People from the settlement Ustje-Vatjogan near the Agan river, told us how they try to survive in the remains of the forest now surrounded with industrial zones and bogs flooded with oil.
Khanty are Ugric people that are connected with forest and live with what nature provides: fishing, hunting, berries and fur. Their main craft is reindeer herding, their animals migrate looking for reindeer lichen that they eat, and Khanty follow with their raw-hide tents.

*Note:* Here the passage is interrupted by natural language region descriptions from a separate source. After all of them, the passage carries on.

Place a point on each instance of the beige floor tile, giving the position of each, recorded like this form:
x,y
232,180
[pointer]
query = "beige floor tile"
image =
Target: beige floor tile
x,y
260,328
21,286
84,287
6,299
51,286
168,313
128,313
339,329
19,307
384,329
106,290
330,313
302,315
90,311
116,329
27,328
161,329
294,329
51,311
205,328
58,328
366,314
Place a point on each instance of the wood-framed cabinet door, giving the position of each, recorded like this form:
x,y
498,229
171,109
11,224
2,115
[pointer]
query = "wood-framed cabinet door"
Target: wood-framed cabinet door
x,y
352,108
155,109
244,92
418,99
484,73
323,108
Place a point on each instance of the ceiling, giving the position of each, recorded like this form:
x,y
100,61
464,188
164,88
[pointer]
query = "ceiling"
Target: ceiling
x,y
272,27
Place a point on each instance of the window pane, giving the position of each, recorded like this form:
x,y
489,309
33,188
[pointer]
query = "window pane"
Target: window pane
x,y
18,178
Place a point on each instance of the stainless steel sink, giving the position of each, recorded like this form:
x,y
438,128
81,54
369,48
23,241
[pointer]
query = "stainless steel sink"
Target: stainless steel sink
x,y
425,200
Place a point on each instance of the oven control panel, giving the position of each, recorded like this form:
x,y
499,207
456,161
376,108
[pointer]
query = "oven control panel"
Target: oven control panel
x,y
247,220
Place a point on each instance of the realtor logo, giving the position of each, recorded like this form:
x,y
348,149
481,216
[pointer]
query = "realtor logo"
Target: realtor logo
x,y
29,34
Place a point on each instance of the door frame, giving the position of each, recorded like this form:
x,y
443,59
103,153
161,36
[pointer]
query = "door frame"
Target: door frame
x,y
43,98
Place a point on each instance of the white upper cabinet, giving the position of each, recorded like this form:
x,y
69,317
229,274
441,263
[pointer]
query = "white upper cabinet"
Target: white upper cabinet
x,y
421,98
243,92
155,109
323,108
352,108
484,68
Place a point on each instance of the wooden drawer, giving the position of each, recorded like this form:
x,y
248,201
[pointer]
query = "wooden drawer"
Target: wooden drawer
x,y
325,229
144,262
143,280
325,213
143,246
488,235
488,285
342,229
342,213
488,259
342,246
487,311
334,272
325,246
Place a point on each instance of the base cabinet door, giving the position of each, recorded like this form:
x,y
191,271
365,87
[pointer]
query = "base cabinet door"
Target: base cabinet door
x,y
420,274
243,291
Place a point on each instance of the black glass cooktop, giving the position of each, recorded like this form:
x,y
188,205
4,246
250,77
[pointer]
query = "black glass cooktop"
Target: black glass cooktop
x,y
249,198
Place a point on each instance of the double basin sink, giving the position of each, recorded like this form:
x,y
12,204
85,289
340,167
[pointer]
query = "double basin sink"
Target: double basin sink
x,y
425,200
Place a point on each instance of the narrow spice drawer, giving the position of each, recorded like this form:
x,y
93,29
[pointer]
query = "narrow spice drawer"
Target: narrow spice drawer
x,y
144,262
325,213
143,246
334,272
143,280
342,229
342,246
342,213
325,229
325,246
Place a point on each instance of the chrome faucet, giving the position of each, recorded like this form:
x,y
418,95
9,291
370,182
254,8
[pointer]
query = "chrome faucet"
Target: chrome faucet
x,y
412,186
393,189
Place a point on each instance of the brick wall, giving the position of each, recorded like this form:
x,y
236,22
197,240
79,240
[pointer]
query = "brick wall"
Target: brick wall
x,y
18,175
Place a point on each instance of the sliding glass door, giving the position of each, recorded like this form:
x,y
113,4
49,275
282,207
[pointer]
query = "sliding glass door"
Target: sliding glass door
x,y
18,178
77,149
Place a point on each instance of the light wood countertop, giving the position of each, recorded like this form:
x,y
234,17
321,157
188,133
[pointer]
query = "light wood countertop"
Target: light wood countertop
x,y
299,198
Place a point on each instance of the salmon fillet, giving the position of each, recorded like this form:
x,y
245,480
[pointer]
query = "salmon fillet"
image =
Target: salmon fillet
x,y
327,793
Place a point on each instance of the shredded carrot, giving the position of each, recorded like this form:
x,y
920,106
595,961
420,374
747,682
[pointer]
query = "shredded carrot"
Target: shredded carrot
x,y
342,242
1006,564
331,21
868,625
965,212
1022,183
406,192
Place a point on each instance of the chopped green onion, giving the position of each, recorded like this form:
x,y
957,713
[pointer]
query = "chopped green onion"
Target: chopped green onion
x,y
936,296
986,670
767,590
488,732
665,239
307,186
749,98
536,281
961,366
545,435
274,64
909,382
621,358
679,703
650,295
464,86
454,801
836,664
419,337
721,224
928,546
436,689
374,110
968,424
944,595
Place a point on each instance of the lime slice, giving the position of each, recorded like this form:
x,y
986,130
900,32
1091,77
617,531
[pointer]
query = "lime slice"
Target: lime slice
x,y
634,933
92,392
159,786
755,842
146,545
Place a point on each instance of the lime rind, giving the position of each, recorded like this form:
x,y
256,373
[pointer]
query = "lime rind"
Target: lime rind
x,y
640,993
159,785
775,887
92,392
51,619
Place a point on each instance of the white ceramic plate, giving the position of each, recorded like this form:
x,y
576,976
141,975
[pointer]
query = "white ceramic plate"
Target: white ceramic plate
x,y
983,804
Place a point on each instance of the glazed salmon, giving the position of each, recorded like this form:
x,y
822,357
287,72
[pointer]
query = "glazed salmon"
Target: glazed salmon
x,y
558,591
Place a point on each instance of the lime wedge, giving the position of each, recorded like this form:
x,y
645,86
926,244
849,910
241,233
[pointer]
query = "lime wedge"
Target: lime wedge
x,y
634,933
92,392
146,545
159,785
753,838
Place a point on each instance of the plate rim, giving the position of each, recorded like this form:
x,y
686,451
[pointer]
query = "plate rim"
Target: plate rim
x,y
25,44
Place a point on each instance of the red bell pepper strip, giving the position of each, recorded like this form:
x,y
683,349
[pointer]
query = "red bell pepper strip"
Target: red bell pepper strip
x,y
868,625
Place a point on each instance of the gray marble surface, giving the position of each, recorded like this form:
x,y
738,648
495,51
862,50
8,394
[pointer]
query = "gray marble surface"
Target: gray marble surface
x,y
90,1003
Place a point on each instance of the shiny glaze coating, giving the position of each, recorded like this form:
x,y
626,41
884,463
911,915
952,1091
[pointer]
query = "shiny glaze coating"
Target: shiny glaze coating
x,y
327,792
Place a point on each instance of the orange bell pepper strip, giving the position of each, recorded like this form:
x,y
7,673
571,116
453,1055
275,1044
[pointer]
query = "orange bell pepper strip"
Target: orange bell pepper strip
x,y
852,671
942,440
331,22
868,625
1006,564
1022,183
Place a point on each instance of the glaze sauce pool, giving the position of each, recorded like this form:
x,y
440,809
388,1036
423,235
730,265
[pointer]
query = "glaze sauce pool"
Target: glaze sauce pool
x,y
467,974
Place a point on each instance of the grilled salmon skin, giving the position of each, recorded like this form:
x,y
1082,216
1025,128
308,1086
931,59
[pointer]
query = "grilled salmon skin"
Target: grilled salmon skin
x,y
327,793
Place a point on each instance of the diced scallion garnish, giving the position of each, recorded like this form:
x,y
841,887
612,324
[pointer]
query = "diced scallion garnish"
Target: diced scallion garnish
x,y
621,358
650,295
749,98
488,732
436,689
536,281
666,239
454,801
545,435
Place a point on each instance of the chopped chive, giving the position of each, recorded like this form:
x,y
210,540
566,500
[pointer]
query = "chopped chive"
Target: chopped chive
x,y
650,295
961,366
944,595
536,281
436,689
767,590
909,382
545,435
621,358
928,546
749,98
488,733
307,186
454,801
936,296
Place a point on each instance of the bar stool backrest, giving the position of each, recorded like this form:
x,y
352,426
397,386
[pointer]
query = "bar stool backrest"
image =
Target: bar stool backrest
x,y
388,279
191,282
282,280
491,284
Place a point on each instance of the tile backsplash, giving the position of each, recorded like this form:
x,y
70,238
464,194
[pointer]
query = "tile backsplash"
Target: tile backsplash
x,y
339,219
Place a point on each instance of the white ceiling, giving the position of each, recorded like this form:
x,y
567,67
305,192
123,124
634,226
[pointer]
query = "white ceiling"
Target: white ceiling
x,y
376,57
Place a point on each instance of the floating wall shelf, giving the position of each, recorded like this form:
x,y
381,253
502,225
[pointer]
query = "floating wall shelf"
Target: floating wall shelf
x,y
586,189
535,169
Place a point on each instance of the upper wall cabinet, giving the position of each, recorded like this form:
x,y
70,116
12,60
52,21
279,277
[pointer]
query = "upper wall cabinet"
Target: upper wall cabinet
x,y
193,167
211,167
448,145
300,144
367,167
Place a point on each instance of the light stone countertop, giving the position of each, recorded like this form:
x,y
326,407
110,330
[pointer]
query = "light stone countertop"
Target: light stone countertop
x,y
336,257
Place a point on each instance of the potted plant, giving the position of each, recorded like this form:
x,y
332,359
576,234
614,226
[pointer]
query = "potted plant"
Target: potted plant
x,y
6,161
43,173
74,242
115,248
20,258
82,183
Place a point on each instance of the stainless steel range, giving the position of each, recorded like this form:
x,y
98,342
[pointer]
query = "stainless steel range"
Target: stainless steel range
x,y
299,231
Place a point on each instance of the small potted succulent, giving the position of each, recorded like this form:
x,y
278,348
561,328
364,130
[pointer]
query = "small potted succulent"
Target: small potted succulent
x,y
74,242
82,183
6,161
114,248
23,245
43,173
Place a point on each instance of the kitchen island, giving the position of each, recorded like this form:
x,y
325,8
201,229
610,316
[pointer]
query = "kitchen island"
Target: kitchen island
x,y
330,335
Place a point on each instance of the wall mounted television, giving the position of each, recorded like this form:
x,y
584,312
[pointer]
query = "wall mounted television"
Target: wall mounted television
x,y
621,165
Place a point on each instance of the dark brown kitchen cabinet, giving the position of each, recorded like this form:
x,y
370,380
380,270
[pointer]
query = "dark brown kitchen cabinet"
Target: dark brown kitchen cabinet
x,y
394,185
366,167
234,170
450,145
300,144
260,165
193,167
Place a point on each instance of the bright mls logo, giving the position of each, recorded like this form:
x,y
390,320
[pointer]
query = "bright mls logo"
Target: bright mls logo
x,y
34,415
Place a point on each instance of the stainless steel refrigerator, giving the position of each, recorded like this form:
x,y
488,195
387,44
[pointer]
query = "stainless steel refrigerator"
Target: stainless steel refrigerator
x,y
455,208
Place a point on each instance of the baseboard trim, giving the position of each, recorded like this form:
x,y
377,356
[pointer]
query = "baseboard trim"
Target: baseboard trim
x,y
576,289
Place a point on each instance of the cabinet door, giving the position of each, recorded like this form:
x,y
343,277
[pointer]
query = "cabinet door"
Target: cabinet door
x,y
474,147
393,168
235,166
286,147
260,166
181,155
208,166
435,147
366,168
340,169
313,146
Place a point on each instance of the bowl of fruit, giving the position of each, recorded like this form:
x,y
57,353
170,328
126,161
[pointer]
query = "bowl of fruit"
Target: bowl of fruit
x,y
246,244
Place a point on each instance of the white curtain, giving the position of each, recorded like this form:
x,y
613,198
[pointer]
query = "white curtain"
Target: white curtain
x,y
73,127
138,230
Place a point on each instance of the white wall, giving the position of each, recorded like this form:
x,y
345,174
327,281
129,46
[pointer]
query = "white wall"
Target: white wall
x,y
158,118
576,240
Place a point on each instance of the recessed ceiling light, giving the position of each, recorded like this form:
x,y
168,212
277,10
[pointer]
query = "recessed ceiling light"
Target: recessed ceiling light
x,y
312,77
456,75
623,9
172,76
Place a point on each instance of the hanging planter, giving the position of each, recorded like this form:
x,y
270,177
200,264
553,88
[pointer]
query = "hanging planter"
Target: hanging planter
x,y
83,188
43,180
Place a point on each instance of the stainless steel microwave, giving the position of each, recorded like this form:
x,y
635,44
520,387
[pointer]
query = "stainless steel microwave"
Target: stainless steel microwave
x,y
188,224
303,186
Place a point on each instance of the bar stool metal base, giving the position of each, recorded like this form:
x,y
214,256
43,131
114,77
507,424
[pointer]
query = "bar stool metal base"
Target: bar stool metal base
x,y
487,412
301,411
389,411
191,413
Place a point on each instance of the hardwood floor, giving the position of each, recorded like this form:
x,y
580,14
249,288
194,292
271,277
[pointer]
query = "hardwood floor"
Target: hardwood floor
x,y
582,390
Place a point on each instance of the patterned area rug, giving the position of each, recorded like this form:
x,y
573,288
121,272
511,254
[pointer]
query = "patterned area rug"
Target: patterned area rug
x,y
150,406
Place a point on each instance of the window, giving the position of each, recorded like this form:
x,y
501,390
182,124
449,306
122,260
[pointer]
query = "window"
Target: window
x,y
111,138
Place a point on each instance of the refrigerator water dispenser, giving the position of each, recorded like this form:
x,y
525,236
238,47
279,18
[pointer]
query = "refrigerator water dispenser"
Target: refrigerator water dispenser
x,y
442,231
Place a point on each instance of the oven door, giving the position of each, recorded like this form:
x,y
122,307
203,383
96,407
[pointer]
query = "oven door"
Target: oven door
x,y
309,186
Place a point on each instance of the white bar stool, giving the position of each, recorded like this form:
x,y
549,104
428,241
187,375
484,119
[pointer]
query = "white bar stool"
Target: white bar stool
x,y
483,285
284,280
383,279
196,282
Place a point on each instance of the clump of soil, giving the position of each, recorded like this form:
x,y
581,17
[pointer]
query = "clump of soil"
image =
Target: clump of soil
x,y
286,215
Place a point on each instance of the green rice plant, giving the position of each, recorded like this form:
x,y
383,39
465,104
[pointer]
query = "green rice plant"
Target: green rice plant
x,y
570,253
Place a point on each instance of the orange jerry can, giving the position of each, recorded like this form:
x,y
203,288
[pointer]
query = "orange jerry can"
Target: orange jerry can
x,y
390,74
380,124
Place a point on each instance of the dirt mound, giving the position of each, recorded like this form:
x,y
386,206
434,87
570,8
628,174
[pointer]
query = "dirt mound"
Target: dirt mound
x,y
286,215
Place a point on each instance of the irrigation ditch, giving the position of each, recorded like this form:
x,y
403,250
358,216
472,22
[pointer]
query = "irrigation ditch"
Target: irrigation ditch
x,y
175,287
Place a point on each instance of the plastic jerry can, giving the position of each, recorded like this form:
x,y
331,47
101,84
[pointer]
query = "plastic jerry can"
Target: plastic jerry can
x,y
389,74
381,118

Industry came to the region in the 1960s with the slogan: “Oil at any price”. Life changed rapidly and irreversibly. Newcomers clear cut ancient forests and constructed modern towns. Oil pipes crossed pastures; wells were drilled in holy lands and even cemeteries. Locals had to retreat farther into the forests looking for intact pastures. Oilmen started transporting oil on the river. Every several years large spills occurred on the Agan, it’s coasts turned black with contamination, oil spots sometimes reached the Ob river 300 kilometers away.
Oil companies never cared about cleaning the spills, the oil sunk into the riverbed and now the water is undrinkable. Water from rivers has been used in the oil fields, and the rivers grew shallow. Rich fish reserves were exhausted and the cut forests dried out. Fires break out every summer, and locals are often left alone to fight them.
“Our life is fragile, one lit cigarette is enough to kick us away”, says Vasily Tylchin, a reindeer herder. His reindeers need lichen that easily burns and slowly recovers – only several millimeters grow a year. The pastures that burnt 25 years ago have not recovered yet. “Now we can keep only 30 reindeers: food is scarce, every year several animals die drinking contaminated water. We are not able to support our family with traditional crafts any longer. Many young people left for the town, some started working for the oil industry – they have no choice here”.
Today it’s not the government who owns the fields but a private company Lukoil, but practices have not changed much. The company brought electricity and machinery to the locals but took away their culture and their future. They’d like to escape from burning fields and oil lakes but have nowhere to go. Areas to the south have already been turned into dirty industrial zones, in the North the only patches of intact taiga that remain are surrounded with burnt land and oil fields.
Alexander Aypin is fighting with Lukoil for the last intact pine forest that used to support his big family for several generations. Lukoil plans to drill 90 wells near his land and the road will cut across the forest. It’s possible to choose another route, but the company thinks it’s too costly. The compensation Lukoil is offering him is 2000 rubles (50 euro) per month.
In Khanty-Mansi region many modern oil towns bear Ugric names. Expensive Khanty souvenirs are offered to tourists at every corner. But the real natives of Western Siberia are on the brink of extinction. Living traditional life becomes harder and harder each year, still many choose to stay in their forest “I was born here. All my family from children to our 103-year-old grandmother worked with reindeers,” says Vasily. “My children don’t want to leave. We dream that someday we’ll be left in peace, to live our traditional life and stick to our land and culture”.